A tracheobronchoscopy was performed in all patients and was diagnostic in all. Thus, the tracheobronchoscopy is a very sensitive diagnostic tool for H-TOF. Other advantages of a tracheobronchoscopy compared to an esophagogram are a lesser risk for aspiration and no radiation. Also, there are some rare differential diagnoses which can be identified or ruled out by tracheobronchoscopy only. Namely these are laryngeal cleft, subglottic hemangioma, or laryngeal stenosis [15, 17-21]. The disadvantage of a tracheobronchoscopy of course is, that the child needs full anesthesia. Based on the known success rate of tracheobronchoscopy for H-TOF diagnosis compared with esophagogram diagnosis observed in this study one could argue that on urgent suspicion of H- TOF, one should first resort to tracheobronchoscopy and to an esophagogram second and only if further investigation of a negative tracheobronchoscopy is required [6,10,12].

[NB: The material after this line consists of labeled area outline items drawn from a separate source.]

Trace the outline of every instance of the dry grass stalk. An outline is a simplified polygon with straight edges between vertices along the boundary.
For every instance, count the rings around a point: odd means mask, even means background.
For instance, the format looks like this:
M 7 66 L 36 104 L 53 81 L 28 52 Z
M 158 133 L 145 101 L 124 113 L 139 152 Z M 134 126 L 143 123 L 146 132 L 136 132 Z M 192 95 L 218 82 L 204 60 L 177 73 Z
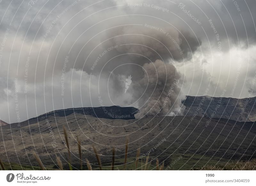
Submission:
M 148 156 L 147 157 L 147 158 L 146 158 L 146 162 L 145 162 L 145 170 L 147 170 L 147 168 L 148 167 L 148 159 L 149 159 L 149 154 L 148 153 Z
M 139 157 L 140 154 L 140 149 L 139 149 L 137 151 L 137 153 L 136 154 L 136 162 L 135 163 L 135 169 L 137 169 L 138 167 L 138 162 L 139 162 Z
M 83 170 L 83 161 L 82 161 L 82 151 L 81 149 L 81 140 L 77 137 L 77 146 L 79 151 L 79 156 L 80 158 L 80 169 Z
M 150 161 L 149 161 L 149 163 L 148 164 L 148 167 L 147 167 L 148 170 L 148 169 L 150 168 L 150 167 L 151 166 L 151 163 L 152 162 L 152 159 L 151 159 Z
M 2 161 L 2 160 L 0 159 L 0 166 L 1 166 L 1 168 L 2 170 L 4 170 L 5 169 L 4 169 L 4 163 Z
M 37 162 L 37 163 L 38 165 L 39 165 L 39 166 L 40 167 L 40 168 L 41 168 L 41 169 L 43 170 L 45 170 L 45 169 L 44 168 L 44 165 L 43 165 L 43 163 L 42 163 L 41 160 L 35 152 L 33 152 L 33 155 L 34 155 L 34 156 L 35 156 L 36 160 L 36 161 Z
M 115 164 L 115 147 L 113 147 L 112 149 L 112 170 L 114 170 L 114 165 Z
M 96 156 L 96 158 L 97 159 L 97 160 L 98 161 L 98 163 L 99 163 L 99 165 L 100 167 L 100 170 L 102 170 L 102 168 L 101 168 L 101 162 L 100 162 L 100 156 L 99 155 L 99 154 L 98 153 L 98 151 L 97 151 L 97 150 L 95 148 L 95 147 L 94 147 L 94 146 L 92 146 L 92 148 L 93 148 L 94 152 L 95 153 L 95 155 Z
M 160 170 L 164 170 L 164 162 L 163 161 L 162 165 L 160 166 L 160 168 L 159 169 Z
M 159 170 L 159 160 L 157 158 L 156 159 L 156 170 Z
M 88 170 L 92 170 L 92 166 L 91 166 L 90 162 L 89 162 L 89 160 L 87 158 L 86 159 L 86 162 L 87 163 L 87 167 L 88 167 Z
M 69 169 L 71 170 L 72 170 L 72 167 L 71 166 L 71 155 L 70 154 L 70 149 L 69 149 L 69 144 L 68 143 L 68 140 L 66 128 L 64 126 L 63 126 L 63 131 L 64 132 L 64 135 L 65 136 L 65 140 L 66 141 L 67 147 L 68 148 L 68 167 L 69 167 Z
M 56 157 L 56 159 L 57 160 L 57 164 L 58 164 L 58 167 L 61 170 L 63 170 L 63 166 L 62 166 L 62 163 L 60 160 L 60 159 L 59 156 Z
M 126 162 L 127 161 L 127 153 L 128 152 L 128 138 L 126 139 L 126 143 L 125 144 L 125 155 L 124 157 L 124 170 L 125 170 L 125 166 L 126 166 Z

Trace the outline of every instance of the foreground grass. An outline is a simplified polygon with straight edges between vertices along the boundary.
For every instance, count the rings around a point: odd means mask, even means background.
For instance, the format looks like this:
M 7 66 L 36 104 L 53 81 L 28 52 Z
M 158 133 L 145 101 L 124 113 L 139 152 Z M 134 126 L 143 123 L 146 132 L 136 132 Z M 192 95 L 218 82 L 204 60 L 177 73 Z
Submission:
M 207 165 L 199 170 L 256 170 L 256 159 L 248 161 L 240 161 L 229 163 L 222 166 Z

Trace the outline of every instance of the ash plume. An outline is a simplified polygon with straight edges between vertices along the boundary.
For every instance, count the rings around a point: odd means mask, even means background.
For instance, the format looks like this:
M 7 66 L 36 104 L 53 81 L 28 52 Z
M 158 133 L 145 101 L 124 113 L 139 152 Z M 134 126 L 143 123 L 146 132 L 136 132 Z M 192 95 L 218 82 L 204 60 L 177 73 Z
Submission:
M 140 92 L 146 90 L 139 100 L 141 107 L 135 117 L 164 116 L 177 112 L 181 94 L 179 86 L 180 76 L 174 66 L 157 60 L 145 64 L 143 67 L 146 71 L 143 77 L 133 87 L 134 90 Z
M 117 36 L 108 43 L 108 46 L 120 46 L 116 49 L 118 53 L 127 54 L 119 64 L 129 61 L 139 65 L 131 66 L 118 73 L 125 77 L 132 76 L 127 92 L 132 95 L 130 102 L 139 106 L 139 112 L 135 117 L 177 113 L 180 110 L 183 95 L 179 85 L 181 76 L 171 62 L 189 57 L 200 42 L 189 34 L 181 34 L 173 29 L 163 29 L 166 31 L 164 34 L 160 29 L 143 28 L 125 27 L 113 32 L 109 37 Z M 116 81 L 114 88 L 120 94 L 122 82 L 120 79 L 113 81 Z

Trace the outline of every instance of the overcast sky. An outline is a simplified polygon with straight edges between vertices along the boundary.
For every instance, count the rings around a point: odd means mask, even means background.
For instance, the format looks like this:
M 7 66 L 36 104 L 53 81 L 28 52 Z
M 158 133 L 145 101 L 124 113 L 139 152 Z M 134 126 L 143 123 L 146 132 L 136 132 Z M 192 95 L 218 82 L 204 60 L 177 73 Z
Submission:
M 143 71 L 157 59 L 169 81 L 179 78 L 179 101 L 207 89 L 254 97 L 256 10 L 251 0 L 0 0 L 0 119 L 101 103 L 144 108 L 156 90 L 141 84 Z M 161 73 L 150 82 L 162 83 Z

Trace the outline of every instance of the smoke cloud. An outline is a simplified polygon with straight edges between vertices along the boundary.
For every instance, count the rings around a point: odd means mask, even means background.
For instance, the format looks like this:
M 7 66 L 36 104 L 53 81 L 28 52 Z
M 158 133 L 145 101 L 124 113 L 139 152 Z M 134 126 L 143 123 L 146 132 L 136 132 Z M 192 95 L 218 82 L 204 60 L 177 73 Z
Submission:
M 157 60 L 144 64 L 143 67 L 146 71 L 144 76 L 133 87 L 139 92 L 145 90 L 139 100 L 141 107 L 135 117 L 166 115 L 178 112 L 180 106 L 179 96 L 181 95 L 179 87 L 180 76 L 174 66 Z
M 125 66 L 112 76 L 117 94 L 124 93 L 120 91 L 123 83 L 120 76 L 132 77 L 130 89 L 125 89 L 132 95 L 130 102 L 139 106 L 137 118 L 170 115 L 180 110 L 183 97 L 179 84 L 181 77 L 172 63 L 189 58 L 201 44 L 187 33 L 152 27 L 147 24 L 140 29 L 125 27 L 112 32 L 108 37 L 113 39 L 106 43 L 118 46 L 116 55 L 123 55 L 110 65 Z

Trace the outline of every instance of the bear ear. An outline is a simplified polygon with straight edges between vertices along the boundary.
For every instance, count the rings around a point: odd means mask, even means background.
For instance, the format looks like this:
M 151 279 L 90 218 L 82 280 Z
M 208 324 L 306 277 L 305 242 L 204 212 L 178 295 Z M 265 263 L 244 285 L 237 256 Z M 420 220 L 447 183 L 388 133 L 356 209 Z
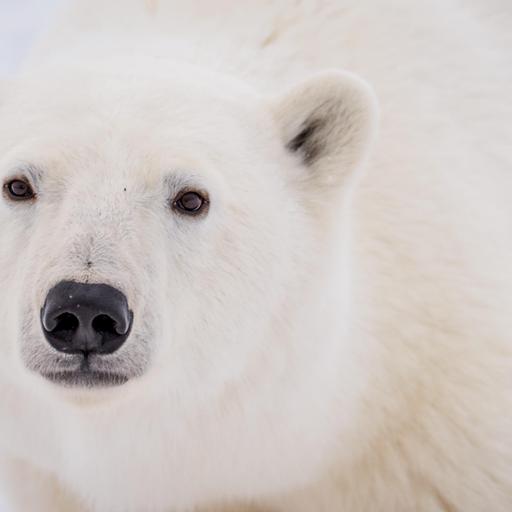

In cases of unspecific symptoms, esophagogram should still be the first diagnostic performed. In four cases surgical repair could be performed in the same anesthesia as the initial tracheobronchoscopy. In two of these patients, H-TOF was suspected as a result of a prior esophagogram. The “single-anesthesia pathway” requires a team of highly specialized ENT Doctors, pediatric surgeons, anesthesiologists, and specialized equipment. For this reason, diagnosis and repair can rarely be performed in one session only. However, increasing the proportion of patients who can be treated and diagnosed under the same anesthesia is desirable, because the fistula only needs to be depicted by the ENT doctors once, which ultimately entails less manipulation and a lower risk of injury. The therapy goal can thus be achieved faster. Studies described a vocal cord paralysis in up to 50% of operated H-TOF. In this investigation only 3 of 11 presented with a right sided vocal cord paralysis after the surgery. This comparatively favorable result may reflect the benefits of placing particular focus on preparing the right recurrent nerve when repairing for H-TOF surgery. Even if in many cases the paralysis is temporary and not permanent.